How to (mostly) get rid of the desire for instant gratification

It is not the purpose of the ad or commercial to make the reader or listener say, ‘My what a clever ad.’ It is the purpose of advertising to make the reader say, ‘I believe I’ll buy one when I’m shopping tomorrow’.
~Morris Hite

I found something out the other day. I’ve pretty much lost my desire for instant gratification. If I think of something, I don’t “want” it, but I “would like” it. At some point. Eventually. And it goes quietly onto a mental list along with the other things I’m opportunistically shopping for.

I went to Alaska. My father gives me some money and sets me loose in downtown Anchorage, which at that time included a weekend market festival. I bought a hoodie, a shirt for my roommate, and a bumper sticker. By the end of my entire trip, I’d added two postcards, a second shirt and another bumper sticker to that list.
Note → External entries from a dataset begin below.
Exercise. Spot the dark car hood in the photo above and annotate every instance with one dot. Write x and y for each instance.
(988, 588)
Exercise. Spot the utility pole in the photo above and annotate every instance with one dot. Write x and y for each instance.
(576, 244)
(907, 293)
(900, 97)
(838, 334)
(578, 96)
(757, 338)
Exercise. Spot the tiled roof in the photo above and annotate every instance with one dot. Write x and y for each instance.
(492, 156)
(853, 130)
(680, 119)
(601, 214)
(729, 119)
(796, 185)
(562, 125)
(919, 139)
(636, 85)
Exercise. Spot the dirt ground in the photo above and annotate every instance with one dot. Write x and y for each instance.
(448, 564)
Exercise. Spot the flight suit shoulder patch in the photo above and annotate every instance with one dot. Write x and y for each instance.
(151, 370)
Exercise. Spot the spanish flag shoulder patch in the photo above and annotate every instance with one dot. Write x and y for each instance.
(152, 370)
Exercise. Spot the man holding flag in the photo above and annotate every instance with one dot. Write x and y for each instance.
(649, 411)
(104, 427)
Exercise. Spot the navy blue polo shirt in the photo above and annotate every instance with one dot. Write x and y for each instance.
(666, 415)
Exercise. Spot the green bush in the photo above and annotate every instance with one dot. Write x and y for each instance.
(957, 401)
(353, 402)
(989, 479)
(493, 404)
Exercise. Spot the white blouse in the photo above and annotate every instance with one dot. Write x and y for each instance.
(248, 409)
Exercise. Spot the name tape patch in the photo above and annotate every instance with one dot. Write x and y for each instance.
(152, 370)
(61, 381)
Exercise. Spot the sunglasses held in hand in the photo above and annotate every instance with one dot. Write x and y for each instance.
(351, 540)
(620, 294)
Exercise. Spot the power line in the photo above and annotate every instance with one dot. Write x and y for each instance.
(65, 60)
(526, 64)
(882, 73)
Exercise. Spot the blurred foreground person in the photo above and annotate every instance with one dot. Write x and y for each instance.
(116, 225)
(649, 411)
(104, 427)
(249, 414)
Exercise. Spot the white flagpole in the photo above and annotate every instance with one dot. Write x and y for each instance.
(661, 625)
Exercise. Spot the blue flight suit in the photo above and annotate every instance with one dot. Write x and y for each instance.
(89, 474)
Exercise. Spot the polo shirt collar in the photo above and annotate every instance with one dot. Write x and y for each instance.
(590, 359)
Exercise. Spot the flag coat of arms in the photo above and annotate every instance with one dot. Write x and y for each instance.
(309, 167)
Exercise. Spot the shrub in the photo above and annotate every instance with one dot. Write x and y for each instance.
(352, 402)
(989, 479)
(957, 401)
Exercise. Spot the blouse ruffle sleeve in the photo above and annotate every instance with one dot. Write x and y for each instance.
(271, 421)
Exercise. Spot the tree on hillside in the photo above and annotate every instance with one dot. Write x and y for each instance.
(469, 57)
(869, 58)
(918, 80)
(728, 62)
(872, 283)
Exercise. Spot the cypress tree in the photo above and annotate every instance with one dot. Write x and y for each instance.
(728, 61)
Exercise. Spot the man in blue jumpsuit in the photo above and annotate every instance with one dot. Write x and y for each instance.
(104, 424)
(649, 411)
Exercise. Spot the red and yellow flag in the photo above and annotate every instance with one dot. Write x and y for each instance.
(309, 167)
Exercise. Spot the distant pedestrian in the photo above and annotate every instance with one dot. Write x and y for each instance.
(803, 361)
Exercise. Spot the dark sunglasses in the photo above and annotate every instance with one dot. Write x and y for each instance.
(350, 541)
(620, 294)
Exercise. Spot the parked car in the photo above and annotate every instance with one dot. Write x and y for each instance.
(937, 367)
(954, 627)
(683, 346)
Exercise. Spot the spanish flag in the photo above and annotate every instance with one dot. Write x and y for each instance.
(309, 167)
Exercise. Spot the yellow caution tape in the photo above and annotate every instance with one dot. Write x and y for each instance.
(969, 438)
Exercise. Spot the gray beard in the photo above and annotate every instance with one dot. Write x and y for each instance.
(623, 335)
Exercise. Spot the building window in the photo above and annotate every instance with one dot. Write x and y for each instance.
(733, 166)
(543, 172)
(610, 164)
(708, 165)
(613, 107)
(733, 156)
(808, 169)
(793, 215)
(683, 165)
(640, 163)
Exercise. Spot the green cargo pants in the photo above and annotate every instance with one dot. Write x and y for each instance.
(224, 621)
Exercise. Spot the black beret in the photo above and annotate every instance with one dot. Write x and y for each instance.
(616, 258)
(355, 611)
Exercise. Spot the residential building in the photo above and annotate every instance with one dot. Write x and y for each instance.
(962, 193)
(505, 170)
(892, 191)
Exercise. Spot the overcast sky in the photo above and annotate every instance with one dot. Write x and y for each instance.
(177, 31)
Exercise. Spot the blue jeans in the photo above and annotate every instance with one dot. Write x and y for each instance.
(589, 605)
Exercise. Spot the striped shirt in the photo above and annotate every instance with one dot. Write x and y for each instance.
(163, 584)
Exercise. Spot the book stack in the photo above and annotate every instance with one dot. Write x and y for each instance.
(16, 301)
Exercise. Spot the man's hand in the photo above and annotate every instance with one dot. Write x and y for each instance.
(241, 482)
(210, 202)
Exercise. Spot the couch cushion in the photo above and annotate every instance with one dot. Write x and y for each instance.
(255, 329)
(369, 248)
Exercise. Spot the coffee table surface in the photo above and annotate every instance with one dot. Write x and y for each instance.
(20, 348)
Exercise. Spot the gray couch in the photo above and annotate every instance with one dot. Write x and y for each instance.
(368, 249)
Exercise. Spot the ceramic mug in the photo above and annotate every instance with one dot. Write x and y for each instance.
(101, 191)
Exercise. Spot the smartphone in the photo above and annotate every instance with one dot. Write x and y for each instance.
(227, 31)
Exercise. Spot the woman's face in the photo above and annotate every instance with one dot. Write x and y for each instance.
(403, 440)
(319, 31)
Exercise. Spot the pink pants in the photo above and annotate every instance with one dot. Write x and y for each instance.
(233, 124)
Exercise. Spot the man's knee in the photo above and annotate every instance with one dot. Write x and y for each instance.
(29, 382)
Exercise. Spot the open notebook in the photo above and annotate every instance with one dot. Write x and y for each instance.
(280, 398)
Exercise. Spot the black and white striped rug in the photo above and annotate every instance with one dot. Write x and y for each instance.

I discovered that all I really cared for in the souvenir department was clothing, bumper stickers, and shit to decorate with.

I’ve lost my desire to just buy something because it simply catches my eye. The postcards were the most impulsive things I bought the entire trip. I knew I’d get bumper stickers and a shirt for my roommate. I’d been thinking about getting a new hoodie (one that doesn’t get worn at work) for a while, and some of my t-shirts are getting to the end of their functional lifespan (if my mother ever sees my Two Lumps shirt, she’ll probably drag me to the nearest clothing store by my almost non-existent hair).

I don’t ever fulfill instant gratification. I don’t allow myself to. My disposable income ends up stockpiled away, not spent. I have things I’d rather spend that money on (eventually). I’ll sacrifice being able to buy CDs, books, and god knows what else in order to achieve those ends.

I’m also reminded of the time my mother gave me money for my birthday and my first thought was to squirrel it away with the rest of my savings. I had to force myself to spend it, and then spent a day and a half trying to figure out what to buy with it. I couldn’t think of anything I really wanted.

I don’t think the need for instant gratification is as deeply embedded in us as we think it is. I’m becoming increasingly convinced that it’s a combination of several factors, including “training” from a young age by marketing specialists, excessive advertising, and the need to keep up with our personal Joneses coupled with a seed of natural tendencies and for some, insecurity.

As for the doomsday “the economy will crash down around our heads if everyone does this” scenario: it’s stupid. Retarded, even. For one, it would require a substantial portion of the population to do this, and let’s face it…many won’t. And as we’ve discovered in the past few years, our economy wasn’t that stable to begin with. And I’m still hearing murmurings of further economic problems ahead, and no amount of personal spending will help with those.

I’d much rather have financial security than the ability to buy bullshit on a whim, thanks.